Synthetic membranes can predict the biological correlation of semi-solid preparations

Background

In drug research, in vitro and in vivo correlation (IVIVC) is a predictive model that can predict the in vivo performance of a drug based on its in vitro performance. For the IVIVC of semisolid preparations, in addition to the in vitro release test (IVRT), the in vitro penetration test (IVPT) also needs to be considered.

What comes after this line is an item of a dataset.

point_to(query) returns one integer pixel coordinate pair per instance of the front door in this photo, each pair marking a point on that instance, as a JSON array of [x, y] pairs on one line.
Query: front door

The FDA recommends using removed human skin to build an in vitro model for IVPT, but due to the variability of human skin and related ethical issues, researchers are seeking alternatives to human skin. At present, these substitutes are animal skin (such as miniature pigs, dentures, etc.) and synthetic membranes (made of cellulose, polymers, etc.), among which hydrophobic synthetic membranes have been found to be applicable to the pseudo-keratin layer. Therefore, IVPT conditions were constructed by selecting synthetic membranes of different materials and media of different concentrations to determine whether the synthetic membranes had the potential to perform IVPT and predict the performance of drugs in vivo.

Test conditions

Select the Franz vertical diffusion cell recommended by USP<1724>; A testosterone gel preparation was selected as the drug, and the blood-concentration time curve of this drug is known. Two different materials were selected for the synthetic membrane for comparison. The receiving medium was a PH 7.4 phosphate buffer solution containing three different concentrations (0.01%SLS, 0.05%SLS, 0.1%SLS) of sodium dodecyl sulfate. The sampling time points at 32℃ were 0, 2,4, 8, 12, 16, and 24 hours respectively. 1.5mL was sampled and finally analyzed by HPLC.

Test Results

The IVPT test results were compared with the known blood drug concentration-time curve, and the Cmax and AUC_0-24 were used to determine whether the in vitro permeability of the synthetic membrane was similar to that of the known in vivo data.

The results show that different concentrations of receiving media all affect the total cumulative permeation volume of the drug. Compared with Figure C, synthetic membranes of different materials have different effects on the permeation volume of the drug under the same concentration medium, with the maximum difference being 2.6 times

In addition to the analysis of drug permeability, the analysis of Cmax, AUC0 to 24 can also better demonstrate the in vivo correlation. The results are shown in the following table. Different membranes have different biological correlations in the in vivo model, and membrane B has a better correlation. With the increase of the concentration of the receiving medium, the Cmax and AUC_0-24 correlations will decrease, which indicates that in terms of the choice of the receiving medium, different media will also affect the quality of the in vivo correlation.

Conclusion

Therefore, for the biological relevance of drugs, it is worth considering that appropriate synthetic membranes and received media can be used to construct IVPT, so as to have a preliminary prediction of drug performance in vivo, which can reduce the risk of clinical trials in the later stage. For IVPT, good stability and repeatability are the fundamental for biological prediction. Only good instruments can contribute to the development of drugs.